D+1 putus

74 8 0
                                    

"Shaf, jangan galau mulu dong. Kita kan jadi sedih lihatnya." Fira dan Leony kini sedang merayu sahabatnya yang sejak tadi menaruh kepalanya di meja malas.

"Iya Shaf. Shafa yang kita kenal kan ceria dan bakal selalu tebar senyum apapun yang terjadi."

"Tau ah. Gue masih ngambek sama kalian. Kalian udah boong banyak sama gue." Jawab Shafa malas, masih menelungkupkan kepalanya di meja.

"Kita ngga maksud buat boongin lo lagi Shaf. Sebenernya kita udah lama pengen kasih tau lo kelakuan Gio dibelakang lo." Jelas Fira.

"Iya Shaf. Cuman kita ga tega kasih taunya. Kita lihat lo tuh bahagia banget bareng Gio. Kita ngga pengen senyum lo hilang, Shaf." Lanjut Leony.

"Kebenaran itu selalu benar untuk diungkap meskipun pahit rasanya. Apalagi kalian sahabat gue. Harusnya dalam persahabatan nggak ada yang ditutup-tutupin." Jelas Shafa masih bertahan dengan posisinya.

"Iya deh Shaf. Maafin kita. Kita salah. Kita ga bakal bohong lagi ke lo."

"Hmm"

"Jangan marah lagi dong, Shaf. Kita harus apa biar lo mau maafin kita?"

Seketika Shafa bangkit dan duduk tegak dengan senyuman licik di wajahnya.

"Kalian mau gue ngga marah lagi kan?" Tanya Shafa yang dijawab dengan anggukan dan muka bingung dari kedua sahabatnya.

"Kalo gitu kalian besok temenin gue bolos." Jawab Shafa yang membuat kedua sahabatnya melongo. Shafa yang mereka kenal sangat teladan dan taat aturan itu baru saja mengajak mereka membolos. Apa mereka tidak salah dengar?

"Shaf, lo nggak papa?"

"Iya Shaf lo nggak sakit kan?"

"Lu ngga kerasukan apa-apa kan?"

"Gue tau lu lagi patah hati, tapi jangan berubah gini dong."

"Iya shaf. Kan kita takut."

"Ih kalian mah." Sahut Shafa yang kini menyilangkan tangan di dada sambil manyun.

"Lagian lo ah. Aneh aneh aja."

"Apaan sih aneh. Cuman bolos sehari doang seumur hidup. Gue lagi males ke sekolah."

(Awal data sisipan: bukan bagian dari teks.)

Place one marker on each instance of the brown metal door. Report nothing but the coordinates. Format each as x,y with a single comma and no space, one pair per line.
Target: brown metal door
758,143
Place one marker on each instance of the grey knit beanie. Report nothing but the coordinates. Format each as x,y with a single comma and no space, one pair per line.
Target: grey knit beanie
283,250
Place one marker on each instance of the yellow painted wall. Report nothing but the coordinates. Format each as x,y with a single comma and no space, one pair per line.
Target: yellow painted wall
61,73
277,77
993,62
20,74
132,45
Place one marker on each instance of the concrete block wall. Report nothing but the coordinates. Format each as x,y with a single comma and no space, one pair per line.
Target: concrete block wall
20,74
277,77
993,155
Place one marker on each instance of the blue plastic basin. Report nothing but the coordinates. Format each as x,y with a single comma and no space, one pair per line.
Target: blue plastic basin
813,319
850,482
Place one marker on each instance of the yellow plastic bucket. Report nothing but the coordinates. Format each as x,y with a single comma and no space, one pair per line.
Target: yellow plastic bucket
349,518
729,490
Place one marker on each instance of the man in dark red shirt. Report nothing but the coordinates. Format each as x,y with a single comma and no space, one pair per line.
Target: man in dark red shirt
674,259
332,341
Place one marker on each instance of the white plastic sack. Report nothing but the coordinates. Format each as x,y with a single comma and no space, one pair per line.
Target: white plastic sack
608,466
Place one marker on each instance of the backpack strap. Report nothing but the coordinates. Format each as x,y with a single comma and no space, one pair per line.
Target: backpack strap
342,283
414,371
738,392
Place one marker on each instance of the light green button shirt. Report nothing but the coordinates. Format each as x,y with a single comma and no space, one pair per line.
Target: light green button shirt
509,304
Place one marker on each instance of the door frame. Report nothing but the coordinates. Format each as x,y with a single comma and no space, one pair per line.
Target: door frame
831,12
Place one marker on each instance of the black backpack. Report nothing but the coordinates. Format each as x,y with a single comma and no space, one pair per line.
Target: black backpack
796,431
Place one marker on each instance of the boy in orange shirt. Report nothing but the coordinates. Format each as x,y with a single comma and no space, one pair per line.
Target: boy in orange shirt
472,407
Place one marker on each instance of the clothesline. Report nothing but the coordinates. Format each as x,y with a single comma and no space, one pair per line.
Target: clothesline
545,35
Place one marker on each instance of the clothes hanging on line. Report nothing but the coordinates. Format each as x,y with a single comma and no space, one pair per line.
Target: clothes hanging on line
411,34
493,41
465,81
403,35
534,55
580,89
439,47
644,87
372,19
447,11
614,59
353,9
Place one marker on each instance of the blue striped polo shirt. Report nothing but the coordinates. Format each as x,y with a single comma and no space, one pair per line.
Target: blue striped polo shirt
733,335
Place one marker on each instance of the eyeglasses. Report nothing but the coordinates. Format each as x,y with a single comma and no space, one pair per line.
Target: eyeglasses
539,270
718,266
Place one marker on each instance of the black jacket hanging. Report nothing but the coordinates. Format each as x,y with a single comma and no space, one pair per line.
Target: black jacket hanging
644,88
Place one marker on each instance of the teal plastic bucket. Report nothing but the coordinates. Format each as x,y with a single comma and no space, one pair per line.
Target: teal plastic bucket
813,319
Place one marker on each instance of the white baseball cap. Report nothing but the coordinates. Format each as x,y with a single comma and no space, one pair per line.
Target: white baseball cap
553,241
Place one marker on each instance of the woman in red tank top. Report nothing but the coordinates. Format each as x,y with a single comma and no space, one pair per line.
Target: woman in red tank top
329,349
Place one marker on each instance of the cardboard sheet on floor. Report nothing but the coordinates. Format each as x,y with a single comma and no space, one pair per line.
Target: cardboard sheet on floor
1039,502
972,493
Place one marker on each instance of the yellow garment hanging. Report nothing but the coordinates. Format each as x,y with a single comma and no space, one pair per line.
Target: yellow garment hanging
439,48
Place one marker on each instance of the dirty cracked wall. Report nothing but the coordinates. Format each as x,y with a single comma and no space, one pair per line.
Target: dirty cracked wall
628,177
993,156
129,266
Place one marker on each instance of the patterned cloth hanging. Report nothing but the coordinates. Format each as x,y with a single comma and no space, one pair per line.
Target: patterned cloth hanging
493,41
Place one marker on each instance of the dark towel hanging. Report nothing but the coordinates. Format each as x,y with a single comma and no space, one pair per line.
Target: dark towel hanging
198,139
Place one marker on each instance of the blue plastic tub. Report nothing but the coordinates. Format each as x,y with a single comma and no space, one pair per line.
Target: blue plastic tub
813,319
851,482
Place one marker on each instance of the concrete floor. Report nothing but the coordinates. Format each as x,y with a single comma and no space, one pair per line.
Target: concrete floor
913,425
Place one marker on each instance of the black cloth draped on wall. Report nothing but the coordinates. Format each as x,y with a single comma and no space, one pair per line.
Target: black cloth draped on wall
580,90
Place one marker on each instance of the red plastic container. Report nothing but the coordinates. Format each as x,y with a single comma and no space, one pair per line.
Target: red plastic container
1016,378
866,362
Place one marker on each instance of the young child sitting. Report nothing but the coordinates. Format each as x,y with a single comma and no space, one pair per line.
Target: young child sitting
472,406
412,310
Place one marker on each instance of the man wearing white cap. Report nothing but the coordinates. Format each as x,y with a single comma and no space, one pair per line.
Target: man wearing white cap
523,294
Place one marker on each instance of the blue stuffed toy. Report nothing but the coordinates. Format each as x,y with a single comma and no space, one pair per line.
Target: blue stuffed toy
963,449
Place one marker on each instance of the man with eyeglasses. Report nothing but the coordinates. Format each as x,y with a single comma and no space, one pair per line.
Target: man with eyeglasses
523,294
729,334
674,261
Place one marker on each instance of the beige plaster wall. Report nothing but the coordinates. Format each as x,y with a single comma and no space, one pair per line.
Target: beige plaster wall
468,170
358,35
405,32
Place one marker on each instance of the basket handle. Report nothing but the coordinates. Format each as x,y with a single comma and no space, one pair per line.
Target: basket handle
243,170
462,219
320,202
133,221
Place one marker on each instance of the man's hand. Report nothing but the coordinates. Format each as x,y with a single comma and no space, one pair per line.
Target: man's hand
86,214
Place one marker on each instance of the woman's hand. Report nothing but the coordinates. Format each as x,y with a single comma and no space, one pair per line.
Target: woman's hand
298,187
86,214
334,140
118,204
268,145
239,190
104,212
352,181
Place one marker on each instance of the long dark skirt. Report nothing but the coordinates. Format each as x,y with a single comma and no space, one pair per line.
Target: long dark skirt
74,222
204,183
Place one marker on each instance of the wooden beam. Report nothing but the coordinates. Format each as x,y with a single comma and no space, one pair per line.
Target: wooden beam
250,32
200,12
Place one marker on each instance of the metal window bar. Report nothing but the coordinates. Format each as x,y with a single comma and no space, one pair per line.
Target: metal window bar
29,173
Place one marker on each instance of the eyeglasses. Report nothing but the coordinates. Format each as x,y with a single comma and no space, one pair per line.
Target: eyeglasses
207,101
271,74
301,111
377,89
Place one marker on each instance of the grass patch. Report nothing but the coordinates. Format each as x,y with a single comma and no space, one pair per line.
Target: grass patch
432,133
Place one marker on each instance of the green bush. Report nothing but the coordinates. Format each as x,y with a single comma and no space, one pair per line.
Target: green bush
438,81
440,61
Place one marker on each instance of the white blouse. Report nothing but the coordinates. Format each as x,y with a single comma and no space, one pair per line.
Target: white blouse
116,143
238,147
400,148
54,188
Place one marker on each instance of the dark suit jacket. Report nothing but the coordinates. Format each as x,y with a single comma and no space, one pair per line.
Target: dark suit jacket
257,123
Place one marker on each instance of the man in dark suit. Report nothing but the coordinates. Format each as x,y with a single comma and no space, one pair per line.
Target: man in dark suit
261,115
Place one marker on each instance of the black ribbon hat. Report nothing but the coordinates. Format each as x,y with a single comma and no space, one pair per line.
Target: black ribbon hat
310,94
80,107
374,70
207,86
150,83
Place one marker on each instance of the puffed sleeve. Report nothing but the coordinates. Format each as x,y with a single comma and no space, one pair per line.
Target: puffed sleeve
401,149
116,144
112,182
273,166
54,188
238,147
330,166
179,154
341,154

"Shaf, besok tuh kita ada ulangan biologi. Lo tau kan Bu Anne itu ngga menerima ujian susulan."

"Dan gue bakal dibunuh bonyok gue kalo ketahuan bolos, Shaf."

"Ah, kalian nggak asik ah." Kata Shafa kembali menelungkupkan kepalanya bersamaan dengan masuknya Gio ke dalam kelas. Ya mereka memang satu kelas. Sebenarnya mereka duduk bersebelahan. Tapi Leony sudah berinisiatif untuk pindah duduk ke sebelah Shafa.

Gio hanya dapat menatap sendu Shafa yang sedang menelungkupkan kepalanya, masih tidak sadar akan kehadirannya. Sedangkan kedua sahabat Shafa itu sudah menghadiahinya dengan tatapan garang seperti macan yang siap melahap mangsanya. Gio tak mempedulikan mereka dan tetap berjalan menuju ke arah mereka.

"Minggir. Ini bangku gue." Kata Gio dingin pada Leony.

"Gue udah duluan disini. Lo cari bangku lain aja." Kata Leony tak mau kalah.

"Tapi kan ini bangku gue." Jawab Gio lagi kekeuh.

"Ya lo kan bisa-" kata-kata Leony terpotong oleh suara yang berasal dari gadis disebelahnya, "berisik banget sih kalian." Kata Shafa tanpa mengangkat kepalanya.

Mau tak mau, Gio mengalah dan duduk di bangku lain. Tapi ia masih terus menatap Shafa dari bangkunya. Selama pelajaran, Shafa hanya merenung dan tidur. Sesekali menatap keluar ke arah jendela atau mengecek jam. Tak sedikitpun melirik ke arah Gio. Shafa tidak memerhatikan pelajaran. Sungguh tak seperti Shafa yang ia kenal.

"Bodoh" Gio merutuki dirinya sendiri dalam hati. Ia sendiri tak dapat fokus pada pelajaran. Apapun yang terjadi ia tidak mau putus dengan Shafa. Ia tidak mau kehilangan gadis yang dicintainya itu.